Nouvelle édition de La Recherche du temps perdu dans la Pléiade (tome I)
L'histoire de la Pléiade

Le Proust de la Pléiade. Par Gaston Gallimard

La lettre de la Pléiade n° 6
août-décembre 2000

C'est Gaston Gallimard lui-même qui, en 1954, dans ce texte inédit manuscrit, annonce l'entrée d'À la recherche du temps perdu dans la Bibliothèque de la Pléiade, trois volumes donnant la première édition critique de l'œuvre de Marcel Proust.

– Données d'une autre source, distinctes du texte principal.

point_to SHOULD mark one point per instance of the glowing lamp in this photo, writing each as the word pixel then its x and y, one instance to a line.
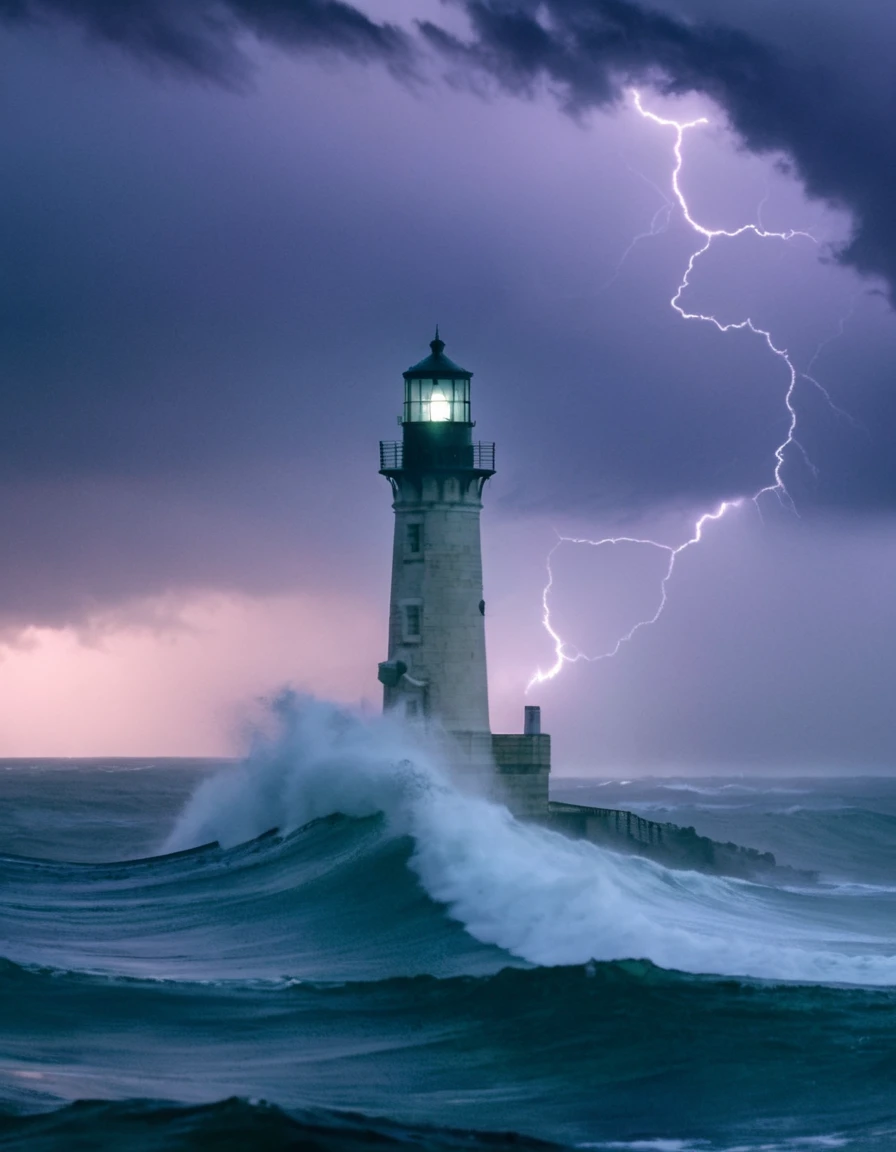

C'est l'occasion, pour lui qui fut un correspondant attentif de Proust, de revenir sur des questions de méthode et de métier, qui engagent à elles seules la relation même de l'éditeur à son auteur.Rappelons toutefois que l'édition de Pierre Clarac et André Ferré, préfacée par André Maurois, sera à son tour remplacée en 1987, toujours dans la Bibliothèque de la Pléiade, par les quatre volumes publiés sous la direction de Jean-Yves Tadié ; l'étude des manuscrits a fait des progrès considérables et de nouveaux documents sont apparus, qui renouvellent notre lecture du chef-d'oeuvre de Marcel Proust.

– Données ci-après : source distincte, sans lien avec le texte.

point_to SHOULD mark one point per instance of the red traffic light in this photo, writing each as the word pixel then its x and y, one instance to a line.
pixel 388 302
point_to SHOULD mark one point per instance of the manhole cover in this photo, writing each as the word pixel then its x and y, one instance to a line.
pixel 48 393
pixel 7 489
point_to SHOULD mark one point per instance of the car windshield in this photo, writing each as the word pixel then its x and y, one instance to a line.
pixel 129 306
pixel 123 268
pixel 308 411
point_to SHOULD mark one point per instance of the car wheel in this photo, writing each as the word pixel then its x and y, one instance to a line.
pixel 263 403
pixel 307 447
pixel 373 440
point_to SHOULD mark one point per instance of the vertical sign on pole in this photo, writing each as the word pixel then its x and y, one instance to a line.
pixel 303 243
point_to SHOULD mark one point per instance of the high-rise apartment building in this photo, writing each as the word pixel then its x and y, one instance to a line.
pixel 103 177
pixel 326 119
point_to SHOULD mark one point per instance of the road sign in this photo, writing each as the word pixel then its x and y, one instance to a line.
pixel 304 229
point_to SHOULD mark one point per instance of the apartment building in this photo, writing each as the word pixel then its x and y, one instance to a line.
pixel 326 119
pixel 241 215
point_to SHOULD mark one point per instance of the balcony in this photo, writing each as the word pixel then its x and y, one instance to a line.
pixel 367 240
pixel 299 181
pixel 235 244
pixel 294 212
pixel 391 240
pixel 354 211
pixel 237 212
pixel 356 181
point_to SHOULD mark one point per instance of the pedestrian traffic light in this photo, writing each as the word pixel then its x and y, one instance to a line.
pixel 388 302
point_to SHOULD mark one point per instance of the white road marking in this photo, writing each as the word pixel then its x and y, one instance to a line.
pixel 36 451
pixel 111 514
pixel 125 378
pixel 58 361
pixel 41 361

« Les Éditions originales d'À la recherche du temps perdu, et les éditions suivantes étaient fautives. Une première révision du texte a été faite lorsque fut préparée l'édition de "La Gerbe" en dix volumes. Jacques Rivière, Ramon Fernandez, Benjamin Crémieux y ont collaboré.

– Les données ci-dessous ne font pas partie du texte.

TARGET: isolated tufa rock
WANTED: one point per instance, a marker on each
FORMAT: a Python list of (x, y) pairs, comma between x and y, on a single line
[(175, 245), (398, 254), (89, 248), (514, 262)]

Cependant une révision méthodique s'imposait, d'après les manuscrits. Le soin en a été confié par les héritiers de Marcel Proust à MM. Pierre Clarac et André Ferré qui publient aujourd'hui dans la Bibliothèque de la Pléiade un texte définitif, accompagné de notes critiques.

De son vivant, Marcel Proust ne corrigeait pas ses épreuves. Quand il les recevait, loin de revoir son texte, il ne songeait qu'à l'enrichir d'additions nouvelles. Les "ajoutages" couvraient les marges des épreuves, puis débordaient sur des pages blanches qui, collées aux placards, et les unes aux autres, formaient de longues bandes, les "paperoles" de Françoise. L'imprimeur et les correcteurs avaient bien de la peine à déchiffrer ces renvois compliqués : les fautes passaient fatalement d'épreuves sur épreuves, souvent augmentées de fautes nouvelles. Et l'éditeur, pressé par Marcel Proust, était contraint de donner le bon à tirer, sans qu'une épreuve claire et correcte ait pu être établie. Il a donc fallu rassembler ces épreuves successives dont la plupart, en ce qui concerne À l'ombre des jeunes filles en fleurs, avaient été insérées dans les différents exemplaires d'une édition de luxe imprimée sur papier bible, selon le désir de Marcel Proust, et les confronter minutieusement avec tous les manuscrits accessibles. Ainsi ont été retrouvés de longs développements inédits particulièrement dans Guermantes I. Pour la partie posthume, le moment est donc venu de reproduire fidèlement le manuscrit laissé par l'auteur. Le texte de la Pléiade est d'une lecture plus aisée et plus satisfaisante que celui des premières éditions. Toutes les corrections que l'édition actuelle apporte au texte des éditions parues du vivant de Marcel Proust et, pour la partie posthume, au texte du manuscrit, sont signalées dans les notes critiques. Le lecteur sera ainsi en mesure de substituer aux solutions adoptées par MM. Clarac et Ferré celles qui pourraient lui paraître préférables.

De nombreux développements de premier jet sacrifiés par Marcel Proust ont été reproduits dans les notes, soit en raison de leur intérêt propre, soit parce qu'ils éclairent les intentions du texte définitif. Il y a là tout un "Proust inédit" dont les lecteurs de la Pléiade ont la primeur. »

« Puisque vous avez eu la bonté de trouver dans mes livres quelque chose d'un peu riche qui vous plaît, dites-vous que cela est dû précisément à cette surnourriture que je leur réinfuse en vivant, ce qui matériellement se traduit par ces ajoutages. »
Marcel Proust à Gaston Gallimard, 18 ou 19 mai 1919. ( In Gaston Gallimard, Marcel Proust, Correspondance (1912-1922), Gallimard, 1989.)